Fragmented Habitats and Rising Conflicts Threaten India’s Elephants
- The study highlights severe fragmentation of elephant habitats caused by commercial plantations (coffee, tea), invasive species, farmland fencing, mining, encroachments, and development projects.
- This degradation is forcing elephants to move into new areas — including regions that haven’t seen elephants for nearly two centuries — triggering frequent human-elephant conflicts.
- A notable example is Andhra Pradesh, where elephants migrated from Tamil Nadu and Karnataka between 1980 and 1986, recolonising areas such as Kuppam and Palamaner in Chittoor district.
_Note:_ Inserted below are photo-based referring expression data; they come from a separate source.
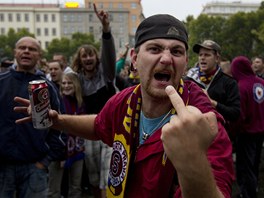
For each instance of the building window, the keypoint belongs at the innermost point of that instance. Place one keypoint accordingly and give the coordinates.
(38, 18)
(120, 17)
(134, 29)
(2, 17)
(65, 30)
(46, 44)
(53, 18)
(90, 5)
(26, 17)
(72, 30)
(38, 32)
(79, 18)
(111, 17)
(133, 5)
(121, 30)
(80, 29)
(72, 18)
(10, 17)
(65, 18)
(45, 18)
(90, 17)
(18, 17)
(120, 5)
(2, 31)
(100, 5)
(133, 18)
(46, 32)
(54, 32)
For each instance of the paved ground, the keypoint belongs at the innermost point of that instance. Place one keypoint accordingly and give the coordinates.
(88, 194)
(261, 180)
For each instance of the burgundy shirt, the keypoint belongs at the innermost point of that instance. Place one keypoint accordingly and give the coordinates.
(150, 172)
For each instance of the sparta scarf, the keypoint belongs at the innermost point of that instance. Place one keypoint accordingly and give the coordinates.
(124, 148)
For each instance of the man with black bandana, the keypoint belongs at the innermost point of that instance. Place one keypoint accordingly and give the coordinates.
(167, 138)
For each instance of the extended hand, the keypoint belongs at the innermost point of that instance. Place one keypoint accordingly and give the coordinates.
(103, 17)
(26, 109)
(189, 133)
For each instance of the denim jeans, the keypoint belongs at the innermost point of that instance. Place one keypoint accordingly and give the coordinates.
(22, 181)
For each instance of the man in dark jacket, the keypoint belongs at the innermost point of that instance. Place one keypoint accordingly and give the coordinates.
(249, 127)
(25, 152)
(221, 89)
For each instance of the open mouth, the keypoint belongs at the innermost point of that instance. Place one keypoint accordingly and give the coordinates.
(162, 77)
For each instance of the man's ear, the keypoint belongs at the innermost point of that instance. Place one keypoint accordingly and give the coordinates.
(133, 56)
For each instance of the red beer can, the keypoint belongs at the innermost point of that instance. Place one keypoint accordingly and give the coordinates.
(40, 104)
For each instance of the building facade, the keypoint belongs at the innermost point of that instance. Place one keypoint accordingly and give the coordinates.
(226, 9)
(50, 21)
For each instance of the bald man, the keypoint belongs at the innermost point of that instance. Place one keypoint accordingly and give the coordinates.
(25, 152)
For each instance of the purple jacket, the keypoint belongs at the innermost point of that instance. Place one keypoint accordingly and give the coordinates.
(251, 90)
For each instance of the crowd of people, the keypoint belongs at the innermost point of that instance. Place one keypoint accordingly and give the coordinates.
(141, 126)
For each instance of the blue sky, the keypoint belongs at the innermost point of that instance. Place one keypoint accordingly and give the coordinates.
(179, 9)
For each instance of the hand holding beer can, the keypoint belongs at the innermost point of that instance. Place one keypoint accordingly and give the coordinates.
(40, 104)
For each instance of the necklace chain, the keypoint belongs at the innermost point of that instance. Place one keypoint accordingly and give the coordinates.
(146, 135)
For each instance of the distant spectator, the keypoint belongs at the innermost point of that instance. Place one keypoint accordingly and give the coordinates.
(250, 126)
(97, 75)
(62, 58)
(5, 64)
(221, 89)
(226, 67)
(56, 72)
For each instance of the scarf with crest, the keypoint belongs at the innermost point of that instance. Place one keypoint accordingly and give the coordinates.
(128, 143)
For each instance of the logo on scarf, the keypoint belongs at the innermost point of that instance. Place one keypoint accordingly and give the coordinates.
(118, 166)
(258, 91)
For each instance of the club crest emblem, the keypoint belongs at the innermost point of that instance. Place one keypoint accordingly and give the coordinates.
(258, 91)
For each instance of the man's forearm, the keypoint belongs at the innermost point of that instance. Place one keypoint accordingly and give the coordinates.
(79, 125)
(196, 179)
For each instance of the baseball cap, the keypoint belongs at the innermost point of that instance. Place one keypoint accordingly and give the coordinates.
(207, 44)
(161, 26)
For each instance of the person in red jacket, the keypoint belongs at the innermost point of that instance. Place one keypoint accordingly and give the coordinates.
(250, 126)
(167, 138)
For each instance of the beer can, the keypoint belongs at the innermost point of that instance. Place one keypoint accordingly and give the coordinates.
(40, 104)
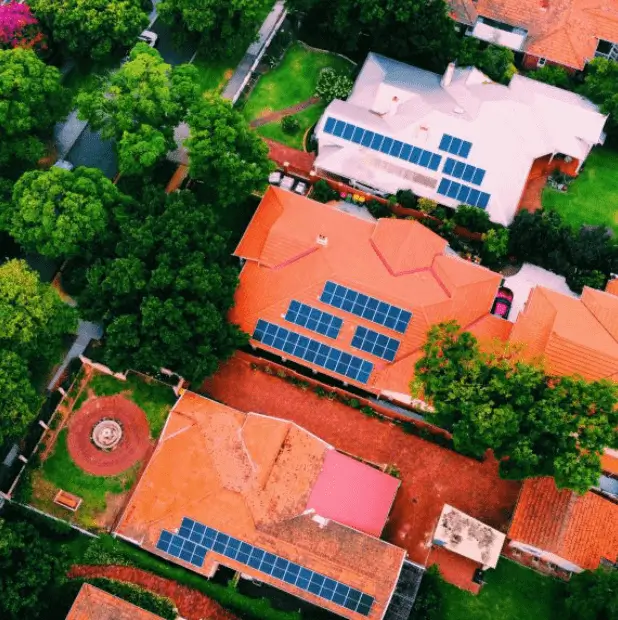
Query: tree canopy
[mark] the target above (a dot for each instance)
(32, 100)
(537, 425)
(223, 26)
(61, 214)
(164, 295)
(224, 154)
(93, 28)
(140, 106)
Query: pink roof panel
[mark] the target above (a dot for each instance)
(353, 494)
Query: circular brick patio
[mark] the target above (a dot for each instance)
(134, 441)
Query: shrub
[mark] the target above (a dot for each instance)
(290, 124)
(333, 85)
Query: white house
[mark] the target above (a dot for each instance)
(457, 138)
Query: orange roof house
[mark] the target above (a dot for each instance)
(563, 32)
(571, 531)
(225, 487)
(367, 290)
(94, 604)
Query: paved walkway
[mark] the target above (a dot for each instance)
(279, 114)
(431, 476)
(191, 604)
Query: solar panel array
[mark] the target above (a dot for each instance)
(311, 318)
(456, 146)
(375, 343)
(313, 351)
(459, 170)
(195, 535)
(464, 194)
(369, 308)
(383, 144)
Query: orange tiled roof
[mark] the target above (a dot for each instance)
(251, 476)
(563, 31)
(581, 530)
(398, 261)
(572, 336)
(94, 604)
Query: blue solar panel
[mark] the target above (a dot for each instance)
(185, 548)
(463, 193)
(456, 146)
(313, 351)
(316, 320)
(375, 343)
(369, 308)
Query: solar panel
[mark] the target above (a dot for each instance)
(313, 351)
(196, 536)
(375, 343)
(311, 318)
(464, 193)
(384, 144)
(369, 308)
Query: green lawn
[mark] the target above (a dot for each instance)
(512, 592)
(593, 197)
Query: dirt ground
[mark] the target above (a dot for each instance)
(431, 476)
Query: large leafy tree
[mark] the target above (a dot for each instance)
(32, 100)
(30, 570)
(92, 28)
(18, 398)
(416, 31)
(537, 425)
(33, 318)
(140, 107)
(165, 294)
(224, 154)
(224, 26)
(61, 214)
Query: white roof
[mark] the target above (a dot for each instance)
(508, 126)
(462, 534)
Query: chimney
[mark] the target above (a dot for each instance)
(447, 78)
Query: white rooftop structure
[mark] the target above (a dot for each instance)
(457, 138)
(462, 534)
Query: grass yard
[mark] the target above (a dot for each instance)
(512, 592)
(593, 197)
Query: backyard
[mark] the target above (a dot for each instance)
(290, 84)
(592, 199)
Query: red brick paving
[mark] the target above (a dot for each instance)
(431, 475)
(191, 604)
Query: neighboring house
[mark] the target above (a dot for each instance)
(569, 33)
(352, 297)
(94, 604)
(572, 532)
(457, 139)
(270, 500)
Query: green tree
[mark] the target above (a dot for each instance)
(30, 570)
(165, 295)
(601, 86)
(92, 28)
(223, 26)
(224, 154)
(32, 100)
(140, 107)
(33, 319)
(416, 31)
(536, 425)
(61, 214)
(593, 595)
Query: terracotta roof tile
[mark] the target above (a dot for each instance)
(251, 477)
(579, 529)
(94, 604)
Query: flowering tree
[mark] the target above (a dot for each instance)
(19, 28)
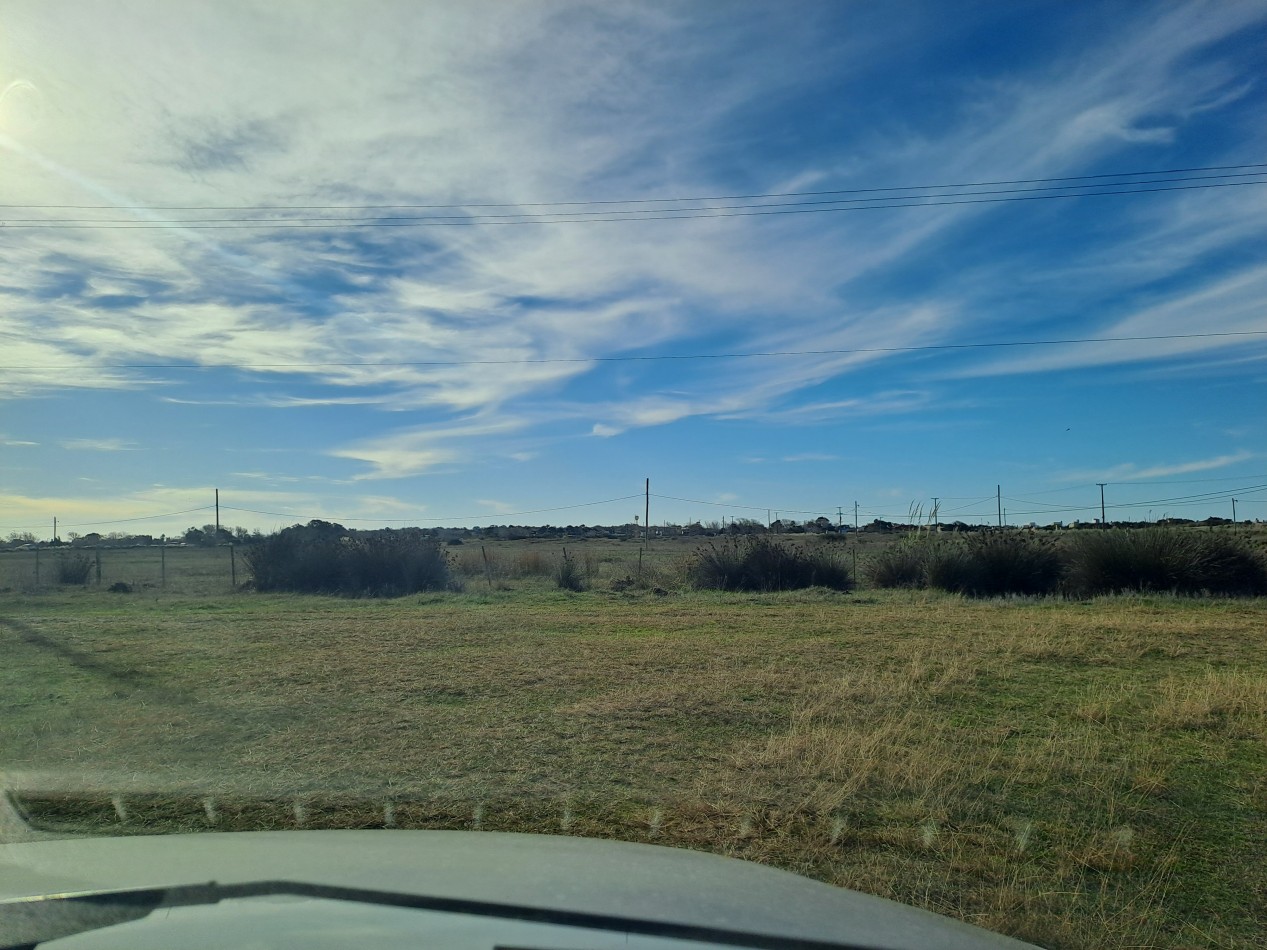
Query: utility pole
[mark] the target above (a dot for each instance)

- Karnataka, while hosting India’s largest elephant population, faces intense conflict in regions like Nagarhole, Bandipur, and BRT Hills, where forest fires and monoculture plantations worsen habitat loss.
- Kerala and Tamil Nadu face similar pressures, with the Nilgiris–Coimbatore belt witnessing 150 human and 170 elephant deaths so far.
- Experts warn that unchecked habitat fragmentation could escalate conflicts further and endanger elephant populations.
- They urge community engagement, awareness drives, and coexistence campaigns in both traditional habitats and newly colonised areas to ensure long-term conservation.